Having a little trouble understanding what is going on here, it appears to me that both methods for ordering the data frame below are equivalent.
Our dataframe,
cols <- c("chr","id","value")
df <- data.frame(c(1:5),c("ENSG1","ENSG2","ENSG3","ENSG4","ENSG5"),runif(5,5.0,10.0))
names(df) <- cols
df <- df[sample(nrow(df)),]
df
chr id value
5 ENSG5 8.913645
2 ENSG2 6.117744
4 ENSG4 8.558403
3 ENSG3 9.625546
1 ENSG1 6.105577
Now, method 1:
df[order(df[,c("chr","id")]),]
chr id value
1 ENSG1 6.105577
2 ENSG2 6.117744
3 ENSG3 9.625546
4 ENSG4 8.558403
5 ENSG5 8.913645
NA <NA> NA
NA <NA> NA
NA <NA> NA
NA <NA> NA
NA <NA> NA
Which throws in NAs for some curious reason, while passing in df columns to order()
as in,
method 2:
df[order(df$chr,df$id),]
chr id value
1 ENSG1 6.105577
2 ENSG2 6.117744
3 ENSG3 9.625546
4 ENSG4 8.558403
5 ENSG5 8.913645
alternatively does not.
Can someone explain why method 1 and method 2 are not interchangeable?
When we look at ?order
, it's first arguments are documented as:
a sequence of numeric, complex, character or logical vectors, all of the same length, or a classed R object.

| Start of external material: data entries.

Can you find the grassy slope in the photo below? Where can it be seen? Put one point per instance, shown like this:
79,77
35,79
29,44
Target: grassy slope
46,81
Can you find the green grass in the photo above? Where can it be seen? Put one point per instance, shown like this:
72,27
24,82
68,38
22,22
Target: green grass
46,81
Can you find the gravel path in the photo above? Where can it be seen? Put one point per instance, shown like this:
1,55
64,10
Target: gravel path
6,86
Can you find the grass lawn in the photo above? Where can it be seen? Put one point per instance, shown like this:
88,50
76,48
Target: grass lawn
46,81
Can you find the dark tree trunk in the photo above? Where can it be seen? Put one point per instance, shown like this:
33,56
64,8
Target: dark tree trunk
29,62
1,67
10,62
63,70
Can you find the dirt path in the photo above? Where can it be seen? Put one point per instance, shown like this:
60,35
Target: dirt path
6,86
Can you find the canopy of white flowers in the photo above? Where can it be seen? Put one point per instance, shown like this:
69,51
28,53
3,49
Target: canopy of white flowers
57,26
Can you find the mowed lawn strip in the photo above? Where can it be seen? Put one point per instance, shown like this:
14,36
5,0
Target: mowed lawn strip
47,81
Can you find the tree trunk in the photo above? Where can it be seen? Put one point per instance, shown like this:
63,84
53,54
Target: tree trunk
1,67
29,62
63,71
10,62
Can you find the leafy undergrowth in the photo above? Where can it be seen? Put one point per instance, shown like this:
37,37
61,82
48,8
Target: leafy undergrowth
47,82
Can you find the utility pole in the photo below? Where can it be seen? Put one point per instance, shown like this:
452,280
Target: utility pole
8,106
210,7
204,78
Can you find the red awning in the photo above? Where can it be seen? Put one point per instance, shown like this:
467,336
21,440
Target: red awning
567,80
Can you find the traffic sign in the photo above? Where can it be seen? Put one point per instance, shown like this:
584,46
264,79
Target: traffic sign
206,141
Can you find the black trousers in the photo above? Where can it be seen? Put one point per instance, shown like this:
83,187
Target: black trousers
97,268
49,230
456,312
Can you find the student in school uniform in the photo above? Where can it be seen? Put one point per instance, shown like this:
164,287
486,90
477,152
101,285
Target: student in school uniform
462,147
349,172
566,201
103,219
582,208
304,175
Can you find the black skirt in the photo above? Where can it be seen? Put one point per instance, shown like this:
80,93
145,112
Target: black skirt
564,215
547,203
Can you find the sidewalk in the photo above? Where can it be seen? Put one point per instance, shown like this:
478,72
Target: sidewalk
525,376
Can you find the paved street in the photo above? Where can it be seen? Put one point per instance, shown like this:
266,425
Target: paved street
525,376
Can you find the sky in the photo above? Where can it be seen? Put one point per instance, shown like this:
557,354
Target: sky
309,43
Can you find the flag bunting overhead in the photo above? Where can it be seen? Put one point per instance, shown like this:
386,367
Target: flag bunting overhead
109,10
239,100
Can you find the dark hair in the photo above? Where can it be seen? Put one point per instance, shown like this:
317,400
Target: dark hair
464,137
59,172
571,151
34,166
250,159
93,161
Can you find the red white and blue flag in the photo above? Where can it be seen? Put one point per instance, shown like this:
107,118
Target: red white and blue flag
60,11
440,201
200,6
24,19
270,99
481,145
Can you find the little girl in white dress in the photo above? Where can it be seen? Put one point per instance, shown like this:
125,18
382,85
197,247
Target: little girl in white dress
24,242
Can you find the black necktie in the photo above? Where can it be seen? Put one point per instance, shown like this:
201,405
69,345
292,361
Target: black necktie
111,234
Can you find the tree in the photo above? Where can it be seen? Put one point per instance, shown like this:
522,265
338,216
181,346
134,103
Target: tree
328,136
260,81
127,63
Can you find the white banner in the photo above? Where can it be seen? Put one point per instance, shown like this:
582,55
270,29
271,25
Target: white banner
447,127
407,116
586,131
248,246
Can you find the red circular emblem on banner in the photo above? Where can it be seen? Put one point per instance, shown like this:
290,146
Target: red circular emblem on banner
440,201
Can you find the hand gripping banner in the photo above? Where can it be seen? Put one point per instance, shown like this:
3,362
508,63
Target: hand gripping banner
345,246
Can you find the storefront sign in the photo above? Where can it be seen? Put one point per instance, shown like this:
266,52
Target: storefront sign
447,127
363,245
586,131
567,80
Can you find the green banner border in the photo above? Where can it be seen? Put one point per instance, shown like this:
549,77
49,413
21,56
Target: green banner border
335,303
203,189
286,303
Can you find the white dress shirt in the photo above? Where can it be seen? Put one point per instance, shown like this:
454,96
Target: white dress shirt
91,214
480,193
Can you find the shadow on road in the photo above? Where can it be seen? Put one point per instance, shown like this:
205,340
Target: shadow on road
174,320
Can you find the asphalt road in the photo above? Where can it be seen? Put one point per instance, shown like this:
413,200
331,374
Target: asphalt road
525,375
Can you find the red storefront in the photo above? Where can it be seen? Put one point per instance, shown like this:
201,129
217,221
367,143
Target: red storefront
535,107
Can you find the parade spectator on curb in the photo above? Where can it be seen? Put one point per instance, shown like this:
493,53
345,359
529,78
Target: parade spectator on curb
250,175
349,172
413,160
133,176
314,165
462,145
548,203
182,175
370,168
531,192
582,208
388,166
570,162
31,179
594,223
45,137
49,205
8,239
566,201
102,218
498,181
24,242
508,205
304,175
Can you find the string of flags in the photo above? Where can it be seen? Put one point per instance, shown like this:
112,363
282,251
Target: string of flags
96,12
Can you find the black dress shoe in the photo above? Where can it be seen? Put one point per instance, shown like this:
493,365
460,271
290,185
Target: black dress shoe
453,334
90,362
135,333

Nothing there really suggests that it would work on a data frame. A "classed R object" is a bit vague, and suggests that a data frame won't throw an error, but it certainly doesn't say "or a data frame".
The Description says:
See the examples for how to use these functions to sort data frames, etc.
When you call order
or a data frame, you can see what happens:
order(data.frame(a = 1:5, b = 5:1))
# [1] 1 10 2 9 3 8 4 7 5 6
It looks like it coerces the data frame to a vector, and orders it. Not generally very useful. This is why when you run df[order(df[,c("chr","id")]),]
you get the NA
rows. Your input data frame had 2 columns hence the order()
output had twice as many rows as the data frame.
You have already found the correct way to order a data frame, which is to give actual vectors to order
. The vectors can be individual columns of your data frame or they can be other vectors of the correct length.